Um dos nomes mais expressivos da cena atual da cidade, Letícia Vitral apoia-se no termo giallorama – que pode dizer da cor amarela ou do estilo cinematográfico italiano sobre mistérios – para registrar uma Juiz de Fora igualmente amarelada e misteriosa. “Acredito que todo o mundo à nossa volta seja alguma forma de projeção. A própria percepção da realidade em si é uma projeção pessoal, uma ficção que cada um cria conforme suas próprias experiências. Consequentemente as representações dessa realidade/ficção são também projeções”, observa Letícia. “O que me interessa é trabalhar justamente os diferentes níveis de memória que podem ser encontrados em uma imagem fotográfica: a memória do fotógrafo, que guia a produção da imagem; a memória do espectador, que interpreta a imagem; e a memória do que é fotografado, com toda a história e relações que carrega.”

Cartografia aberta

Longe de se desejar definitivo, “Terra incógnita” se desenha como um mapa aberto, pronto a receber novas localizações. Os dez artistas são, na verdade, o ponto de partida para uma fotografia autoral juiz-forana sem pontos de chegadas. E nesse contexto, a obra olha para o presente mas também flerta com o passado. Ao longo das páginas, enumeram-se fotografias antigas, recolhidas pelo blog Maria do Resguardo e reordenadas pelo olhar sensível de Júlia Milward, artista com passagem pela cidade e com crescente interesse do mercado de arte nacional. “Achei que era importante reunir os trabalhos dos artistas de uma forma que fosse além do colocar junto, que pudesse apresentar um fragmento da poética de cada um. Coloquei também imagens antigas da cidade de Juiz de Fora, feitas por fotógrafos locais, homenageando os trabalhos anteriores realizados”, confirma Júlia.
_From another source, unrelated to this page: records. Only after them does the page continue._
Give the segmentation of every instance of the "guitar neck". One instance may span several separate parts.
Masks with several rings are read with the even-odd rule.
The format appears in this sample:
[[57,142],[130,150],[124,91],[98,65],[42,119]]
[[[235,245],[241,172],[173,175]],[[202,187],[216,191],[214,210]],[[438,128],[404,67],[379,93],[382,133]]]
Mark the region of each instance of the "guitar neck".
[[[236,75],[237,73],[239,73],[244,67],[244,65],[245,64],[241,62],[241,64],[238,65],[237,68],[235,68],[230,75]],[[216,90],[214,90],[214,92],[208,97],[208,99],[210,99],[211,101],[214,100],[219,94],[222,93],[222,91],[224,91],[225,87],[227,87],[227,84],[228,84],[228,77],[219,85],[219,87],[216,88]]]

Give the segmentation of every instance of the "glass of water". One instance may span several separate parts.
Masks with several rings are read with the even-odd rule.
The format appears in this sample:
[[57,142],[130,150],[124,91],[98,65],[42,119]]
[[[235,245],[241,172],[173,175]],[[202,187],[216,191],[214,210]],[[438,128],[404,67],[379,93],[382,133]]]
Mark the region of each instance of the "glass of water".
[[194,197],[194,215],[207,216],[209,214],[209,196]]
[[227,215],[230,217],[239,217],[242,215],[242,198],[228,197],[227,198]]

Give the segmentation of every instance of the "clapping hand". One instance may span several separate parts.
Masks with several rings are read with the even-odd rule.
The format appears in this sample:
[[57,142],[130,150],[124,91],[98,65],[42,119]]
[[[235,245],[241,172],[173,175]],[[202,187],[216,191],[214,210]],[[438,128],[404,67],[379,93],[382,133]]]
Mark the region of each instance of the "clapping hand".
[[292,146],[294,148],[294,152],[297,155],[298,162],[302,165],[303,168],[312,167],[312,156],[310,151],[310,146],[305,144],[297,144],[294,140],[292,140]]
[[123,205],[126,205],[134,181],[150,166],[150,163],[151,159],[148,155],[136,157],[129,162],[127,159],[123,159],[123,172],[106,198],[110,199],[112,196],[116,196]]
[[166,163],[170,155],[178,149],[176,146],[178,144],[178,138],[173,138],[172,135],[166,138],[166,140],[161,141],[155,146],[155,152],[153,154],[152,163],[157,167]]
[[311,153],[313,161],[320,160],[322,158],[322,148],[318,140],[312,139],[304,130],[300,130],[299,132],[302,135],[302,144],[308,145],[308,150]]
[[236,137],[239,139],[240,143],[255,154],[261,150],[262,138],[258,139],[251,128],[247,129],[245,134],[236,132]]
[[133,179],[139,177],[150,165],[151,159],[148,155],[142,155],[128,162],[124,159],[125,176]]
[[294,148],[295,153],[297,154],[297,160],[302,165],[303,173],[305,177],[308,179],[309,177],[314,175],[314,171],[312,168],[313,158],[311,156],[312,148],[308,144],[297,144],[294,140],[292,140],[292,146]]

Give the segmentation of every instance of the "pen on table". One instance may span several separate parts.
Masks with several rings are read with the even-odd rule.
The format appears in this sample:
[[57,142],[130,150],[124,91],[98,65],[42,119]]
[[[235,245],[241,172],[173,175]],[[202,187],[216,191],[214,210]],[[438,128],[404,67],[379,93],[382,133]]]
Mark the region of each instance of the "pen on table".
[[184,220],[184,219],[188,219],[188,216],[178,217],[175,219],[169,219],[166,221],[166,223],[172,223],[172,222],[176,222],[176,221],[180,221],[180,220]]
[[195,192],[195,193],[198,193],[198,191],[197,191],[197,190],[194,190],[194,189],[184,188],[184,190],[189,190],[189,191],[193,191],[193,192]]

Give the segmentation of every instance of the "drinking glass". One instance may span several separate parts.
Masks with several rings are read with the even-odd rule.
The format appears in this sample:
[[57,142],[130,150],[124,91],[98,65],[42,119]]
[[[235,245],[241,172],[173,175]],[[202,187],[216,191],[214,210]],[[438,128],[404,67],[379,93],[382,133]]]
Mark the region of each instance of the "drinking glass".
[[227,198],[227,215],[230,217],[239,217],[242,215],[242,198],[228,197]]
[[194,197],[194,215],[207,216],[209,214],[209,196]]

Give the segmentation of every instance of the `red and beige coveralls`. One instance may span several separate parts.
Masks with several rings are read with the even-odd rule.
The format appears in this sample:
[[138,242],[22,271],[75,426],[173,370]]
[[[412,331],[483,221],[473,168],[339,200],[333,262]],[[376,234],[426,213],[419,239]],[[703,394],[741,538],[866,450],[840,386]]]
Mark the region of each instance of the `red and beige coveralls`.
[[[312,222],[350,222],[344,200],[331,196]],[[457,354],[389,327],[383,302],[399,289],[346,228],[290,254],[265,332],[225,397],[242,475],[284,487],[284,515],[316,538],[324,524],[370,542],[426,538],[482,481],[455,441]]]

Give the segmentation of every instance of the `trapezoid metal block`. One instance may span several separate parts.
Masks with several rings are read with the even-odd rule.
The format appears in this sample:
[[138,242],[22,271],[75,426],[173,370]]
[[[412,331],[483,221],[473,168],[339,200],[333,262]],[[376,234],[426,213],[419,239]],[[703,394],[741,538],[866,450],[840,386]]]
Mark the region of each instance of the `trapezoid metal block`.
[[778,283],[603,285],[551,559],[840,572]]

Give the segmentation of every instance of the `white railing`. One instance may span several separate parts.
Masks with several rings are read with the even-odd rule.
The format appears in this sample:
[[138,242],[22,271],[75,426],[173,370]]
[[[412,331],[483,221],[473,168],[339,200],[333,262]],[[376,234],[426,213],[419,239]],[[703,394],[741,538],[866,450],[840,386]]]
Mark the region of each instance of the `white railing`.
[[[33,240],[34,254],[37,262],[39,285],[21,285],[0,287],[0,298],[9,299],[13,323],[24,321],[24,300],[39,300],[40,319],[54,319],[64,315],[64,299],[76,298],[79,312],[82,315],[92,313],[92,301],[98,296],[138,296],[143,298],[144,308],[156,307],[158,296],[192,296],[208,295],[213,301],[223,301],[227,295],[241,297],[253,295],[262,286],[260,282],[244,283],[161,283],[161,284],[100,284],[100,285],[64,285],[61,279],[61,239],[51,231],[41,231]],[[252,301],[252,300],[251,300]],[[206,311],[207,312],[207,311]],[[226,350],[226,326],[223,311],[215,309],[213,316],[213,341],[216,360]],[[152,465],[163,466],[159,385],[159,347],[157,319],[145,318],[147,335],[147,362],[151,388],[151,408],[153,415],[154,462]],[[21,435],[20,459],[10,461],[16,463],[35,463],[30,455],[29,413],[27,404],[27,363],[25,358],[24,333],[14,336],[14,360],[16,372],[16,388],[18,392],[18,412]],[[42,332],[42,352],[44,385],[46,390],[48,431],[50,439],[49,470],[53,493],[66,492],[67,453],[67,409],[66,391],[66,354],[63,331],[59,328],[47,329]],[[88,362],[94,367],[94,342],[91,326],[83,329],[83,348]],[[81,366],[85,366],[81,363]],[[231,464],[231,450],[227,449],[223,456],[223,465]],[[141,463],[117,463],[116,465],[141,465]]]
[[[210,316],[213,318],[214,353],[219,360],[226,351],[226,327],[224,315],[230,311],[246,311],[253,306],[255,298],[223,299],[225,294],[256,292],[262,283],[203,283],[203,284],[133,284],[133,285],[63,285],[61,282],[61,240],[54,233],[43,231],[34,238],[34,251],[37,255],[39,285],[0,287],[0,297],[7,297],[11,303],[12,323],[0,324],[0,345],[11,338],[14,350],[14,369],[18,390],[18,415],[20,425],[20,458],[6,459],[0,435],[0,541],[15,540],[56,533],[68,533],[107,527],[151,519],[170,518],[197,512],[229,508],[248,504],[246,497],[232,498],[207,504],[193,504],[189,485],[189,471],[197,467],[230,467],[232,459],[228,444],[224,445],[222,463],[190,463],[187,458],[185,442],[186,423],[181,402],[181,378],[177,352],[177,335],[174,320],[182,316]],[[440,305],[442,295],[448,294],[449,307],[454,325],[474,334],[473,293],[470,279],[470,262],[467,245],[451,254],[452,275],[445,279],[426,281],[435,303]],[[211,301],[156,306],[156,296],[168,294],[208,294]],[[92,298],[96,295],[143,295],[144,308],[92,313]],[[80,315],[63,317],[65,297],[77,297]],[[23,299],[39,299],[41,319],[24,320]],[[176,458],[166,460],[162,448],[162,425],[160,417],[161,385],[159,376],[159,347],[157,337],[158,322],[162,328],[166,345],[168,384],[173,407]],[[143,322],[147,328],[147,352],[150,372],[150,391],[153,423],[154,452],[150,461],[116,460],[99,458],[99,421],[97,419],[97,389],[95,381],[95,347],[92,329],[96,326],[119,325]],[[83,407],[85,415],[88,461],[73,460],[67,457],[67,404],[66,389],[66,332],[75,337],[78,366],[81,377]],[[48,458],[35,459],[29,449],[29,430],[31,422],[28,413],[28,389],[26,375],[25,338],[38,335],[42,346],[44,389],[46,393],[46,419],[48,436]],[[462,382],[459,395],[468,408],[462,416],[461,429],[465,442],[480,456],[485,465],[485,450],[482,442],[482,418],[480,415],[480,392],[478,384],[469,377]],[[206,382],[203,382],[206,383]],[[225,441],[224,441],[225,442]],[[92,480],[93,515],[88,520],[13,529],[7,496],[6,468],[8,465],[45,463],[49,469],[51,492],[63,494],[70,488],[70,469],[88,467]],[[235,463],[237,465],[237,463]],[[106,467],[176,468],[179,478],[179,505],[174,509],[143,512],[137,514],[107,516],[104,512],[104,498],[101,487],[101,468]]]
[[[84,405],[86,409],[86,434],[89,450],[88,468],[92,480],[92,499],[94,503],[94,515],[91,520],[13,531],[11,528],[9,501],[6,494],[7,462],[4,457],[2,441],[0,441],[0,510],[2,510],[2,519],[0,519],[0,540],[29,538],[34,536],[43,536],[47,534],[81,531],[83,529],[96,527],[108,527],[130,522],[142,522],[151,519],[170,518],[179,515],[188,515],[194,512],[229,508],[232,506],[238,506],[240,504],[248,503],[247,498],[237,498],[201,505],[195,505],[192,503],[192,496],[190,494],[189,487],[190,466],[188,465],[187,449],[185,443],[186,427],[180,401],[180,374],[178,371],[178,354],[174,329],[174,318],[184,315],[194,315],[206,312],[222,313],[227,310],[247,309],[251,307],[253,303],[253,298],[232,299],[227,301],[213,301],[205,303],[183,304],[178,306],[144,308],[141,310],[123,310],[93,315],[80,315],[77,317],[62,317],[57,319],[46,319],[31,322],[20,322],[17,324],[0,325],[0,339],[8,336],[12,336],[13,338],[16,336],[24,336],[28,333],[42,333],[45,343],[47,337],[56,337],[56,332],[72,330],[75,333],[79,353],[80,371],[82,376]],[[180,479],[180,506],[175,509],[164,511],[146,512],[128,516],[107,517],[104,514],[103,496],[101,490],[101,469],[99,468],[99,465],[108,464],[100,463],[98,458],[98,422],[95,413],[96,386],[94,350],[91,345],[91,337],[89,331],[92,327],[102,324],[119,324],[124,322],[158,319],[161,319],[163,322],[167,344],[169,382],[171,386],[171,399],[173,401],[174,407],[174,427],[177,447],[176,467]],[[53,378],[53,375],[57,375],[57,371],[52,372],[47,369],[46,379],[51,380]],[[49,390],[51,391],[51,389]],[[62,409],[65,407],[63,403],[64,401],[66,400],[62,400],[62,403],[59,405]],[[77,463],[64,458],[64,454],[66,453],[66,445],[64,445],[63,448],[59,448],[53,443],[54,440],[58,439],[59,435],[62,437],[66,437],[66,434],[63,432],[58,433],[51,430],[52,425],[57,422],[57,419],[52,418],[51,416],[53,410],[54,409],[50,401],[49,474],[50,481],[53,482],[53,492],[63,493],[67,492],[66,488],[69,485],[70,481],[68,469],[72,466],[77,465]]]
Segundo a curadora Nica Pinheiro, sua pergunta inicial era “quem eram os jovens fotógrafos de Juiz de Fora e como se davam seus processos de criação?”. Respondeu durante o processo e resolveu inscrevê-los na memória, dando-lhes voz e o peso da posteridade. Como discute o trabalho de Letícia Vitral, apontando como a memória possibilita o molde do presente, “Terra incógnita” faz pensar o hoje e os futuros presentes de uma expressão muito mais complexa que o clique, que é criação e é arte ou, se optar pela ficha catalográfica: “arte – criação”.